Research Evidence Summaries

Shaw, C., Mortimer, P., & Judd, P.A. (2007). Randomized controlled trial comparing a low-fat diet with a weight-reduction diet in breast cancer-related lymphedema. Cancer, 109(10), 1949–1956.

doi: 10.1002/cncr.22638

Study Purpose:

To evaluate whether using dietary interventions could be beneficial in the treament of arm lymphedema in patients who have breast cancer-related lymphedema

Sample Characteristics:

  • The study sample (N =64) was comprised of female patients.
  • Patients were stratified by volume and treatment and then randomized to one of three groups.
    • Weight reduction with decreased calories to 1,000–1,200 a day
    • Low-fat diet without change in calories, reducing dietary fat to 20% of total calories
    • Control group without change from intake
  • Fifty-one patients completed the study.

Study Design:

The study used a randomized controlled trial design with two interventions and one control group.

Measurement Instruments/Methods:

  • The volume measurements were performed by lymphedema practitioners who were blinded to the intervention using a Perometer and a volume equation using circumference.
  • Arm circumference was measured every 4 cm.
  • Height and weight were measured.
  • Skin fold thickness was measured at four sites.


Results showed significant reduction in body weight (p = 0.006), body mass index (p = 0.008), and skin fold thickness measured at four sites (p = 0.044) in the weight-reduction and low-fat groups but not in the control group. There was a reduction in excessive arm volume over the 24 weeks but no significant difference between groups. There was a significant correlation between weight loss and a reduction in excess am volume irrespective of the dietary group (p < 0.002). Weight loss for the control, weight-reduction, and low-fat groups were 60%, 95%, and 76%, respectively. Weight reduction appears to be an effective means of assisting in the reduction of arm volume during the treatment of the lymphedema arm.

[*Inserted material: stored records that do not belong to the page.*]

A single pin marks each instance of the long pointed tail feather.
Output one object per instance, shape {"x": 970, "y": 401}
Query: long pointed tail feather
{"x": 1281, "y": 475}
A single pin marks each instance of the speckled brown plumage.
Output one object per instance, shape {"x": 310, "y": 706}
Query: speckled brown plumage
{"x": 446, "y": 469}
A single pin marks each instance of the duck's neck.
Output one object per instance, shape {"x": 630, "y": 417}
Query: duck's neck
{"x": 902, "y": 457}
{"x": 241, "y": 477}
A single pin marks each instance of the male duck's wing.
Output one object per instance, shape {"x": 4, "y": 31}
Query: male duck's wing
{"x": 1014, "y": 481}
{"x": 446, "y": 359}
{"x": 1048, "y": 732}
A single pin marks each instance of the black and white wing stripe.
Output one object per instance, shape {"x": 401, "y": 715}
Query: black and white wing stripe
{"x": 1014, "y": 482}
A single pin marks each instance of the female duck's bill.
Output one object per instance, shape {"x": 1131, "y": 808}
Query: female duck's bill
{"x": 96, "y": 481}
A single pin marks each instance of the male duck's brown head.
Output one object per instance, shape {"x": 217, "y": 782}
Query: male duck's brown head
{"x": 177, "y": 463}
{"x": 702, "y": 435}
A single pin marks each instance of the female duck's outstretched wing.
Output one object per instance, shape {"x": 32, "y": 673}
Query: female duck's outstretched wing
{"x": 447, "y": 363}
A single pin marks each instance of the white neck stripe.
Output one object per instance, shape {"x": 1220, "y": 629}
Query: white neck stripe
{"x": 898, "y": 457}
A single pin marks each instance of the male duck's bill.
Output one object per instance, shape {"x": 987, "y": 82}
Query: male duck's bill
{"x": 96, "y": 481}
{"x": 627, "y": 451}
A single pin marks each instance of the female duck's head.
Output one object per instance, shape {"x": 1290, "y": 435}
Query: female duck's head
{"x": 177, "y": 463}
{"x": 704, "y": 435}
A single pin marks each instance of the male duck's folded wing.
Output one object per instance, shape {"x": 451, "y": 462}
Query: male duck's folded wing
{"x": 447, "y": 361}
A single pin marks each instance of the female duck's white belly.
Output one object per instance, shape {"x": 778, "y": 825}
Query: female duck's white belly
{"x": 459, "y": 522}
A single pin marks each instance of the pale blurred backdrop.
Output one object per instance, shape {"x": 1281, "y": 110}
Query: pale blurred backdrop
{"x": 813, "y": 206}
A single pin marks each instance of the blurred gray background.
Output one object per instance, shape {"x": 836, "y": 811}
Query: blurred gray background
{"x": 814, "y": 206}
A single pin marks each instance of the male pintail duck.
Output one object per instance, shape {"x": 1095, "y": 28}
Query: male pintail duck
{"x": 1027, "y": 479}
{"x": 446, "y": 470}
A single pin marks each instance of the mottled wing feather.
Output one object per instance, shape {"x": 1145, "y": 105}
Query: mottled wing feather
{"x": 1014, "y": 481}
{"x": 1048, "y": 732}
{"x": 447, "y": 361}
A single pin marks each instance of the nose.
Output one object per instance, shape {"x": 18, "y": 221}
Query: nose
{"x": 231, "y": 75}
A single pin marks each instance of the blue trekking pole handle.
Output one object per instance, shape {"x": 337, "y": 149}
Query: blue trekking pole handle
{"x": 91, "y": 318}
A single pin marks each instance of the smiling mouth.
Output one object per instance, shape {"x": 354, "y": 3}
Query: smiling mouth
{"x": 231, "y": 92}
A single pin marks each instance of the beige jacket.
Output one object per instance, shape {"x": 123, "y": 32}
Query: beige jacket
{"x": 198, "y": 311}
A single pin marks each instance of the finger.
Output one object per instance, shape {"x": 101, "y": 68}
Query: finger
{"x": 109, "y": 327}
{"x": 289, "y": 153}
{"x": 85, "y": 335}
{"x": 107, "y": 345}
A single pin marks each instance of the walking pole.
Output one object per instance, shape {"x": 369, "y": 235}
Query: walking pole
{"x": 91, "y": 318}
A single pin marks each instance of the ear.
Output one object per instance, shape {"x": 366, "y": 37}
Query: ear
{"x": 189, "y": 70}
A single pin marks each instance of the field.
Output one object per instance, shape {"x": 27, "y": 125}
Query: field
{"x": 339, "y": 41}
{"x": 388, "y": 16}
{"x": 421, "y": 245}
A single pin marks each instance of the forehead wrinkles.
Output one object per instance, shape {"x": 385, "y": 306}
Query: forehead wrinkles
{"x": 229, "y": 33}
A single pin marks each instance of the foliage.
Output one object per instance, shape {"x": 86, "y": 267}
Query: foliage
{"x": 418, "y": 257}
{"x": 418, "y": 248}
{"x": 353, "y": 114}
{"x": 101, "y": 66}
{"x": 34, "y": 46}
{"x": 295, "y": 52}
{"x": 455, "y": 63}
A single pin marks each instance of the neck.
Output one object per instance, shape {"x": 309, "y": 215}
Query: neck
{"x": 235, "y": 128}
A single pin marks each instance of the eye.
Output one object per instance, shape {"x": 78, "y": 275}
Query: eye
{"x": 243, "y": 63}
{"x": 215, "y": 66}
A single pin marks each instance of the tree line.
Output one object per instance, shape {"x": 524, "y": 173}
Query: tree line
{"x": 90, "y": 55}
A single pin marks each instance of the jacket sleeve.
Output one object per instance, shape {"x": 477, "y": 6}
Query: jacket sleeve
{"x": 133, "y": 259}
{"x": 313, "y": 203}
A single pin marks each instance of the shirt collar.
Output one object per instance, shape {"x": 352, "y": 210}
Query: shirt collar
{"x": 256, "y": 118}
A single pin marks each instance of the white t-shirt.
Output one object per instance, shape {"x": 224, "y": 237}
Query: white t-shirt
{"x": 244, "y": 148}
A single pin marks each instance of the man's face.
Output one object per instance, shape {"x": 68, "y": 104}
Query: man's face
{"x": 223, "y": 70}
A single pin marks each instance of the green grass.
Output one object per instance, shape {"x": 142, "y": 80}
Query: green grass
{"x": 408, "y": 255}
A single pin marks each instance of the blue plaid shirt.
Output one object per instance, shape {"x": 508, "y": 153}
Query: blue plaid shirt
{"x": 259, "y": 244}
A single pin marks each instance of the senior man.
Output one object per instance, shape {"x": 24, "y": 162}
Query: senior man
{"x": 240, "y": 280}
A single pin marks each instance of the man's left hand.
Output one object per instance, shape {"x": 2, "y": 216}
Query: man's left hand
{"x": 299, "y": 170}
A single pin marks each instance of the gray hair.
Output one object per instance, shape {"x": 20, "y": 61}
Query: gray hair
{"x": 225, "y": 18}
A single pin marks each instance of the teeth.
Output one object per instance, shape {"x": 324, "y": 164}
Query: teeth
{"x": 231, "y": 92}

A good study that identifies an important risk factor and intervention.


  • The study was ambitious and could have benefited from a simple weight-controlled study.
  • Patients used compression sleeves and bandages during the intervention; nevertheless, the patients were distributed throughout the groups.
  • Patients had poor adherence to diets.
  • Some patients who were instructed not to lose weight did.
  • The calorie intake of 1,000–1,200 per day is low for anyone.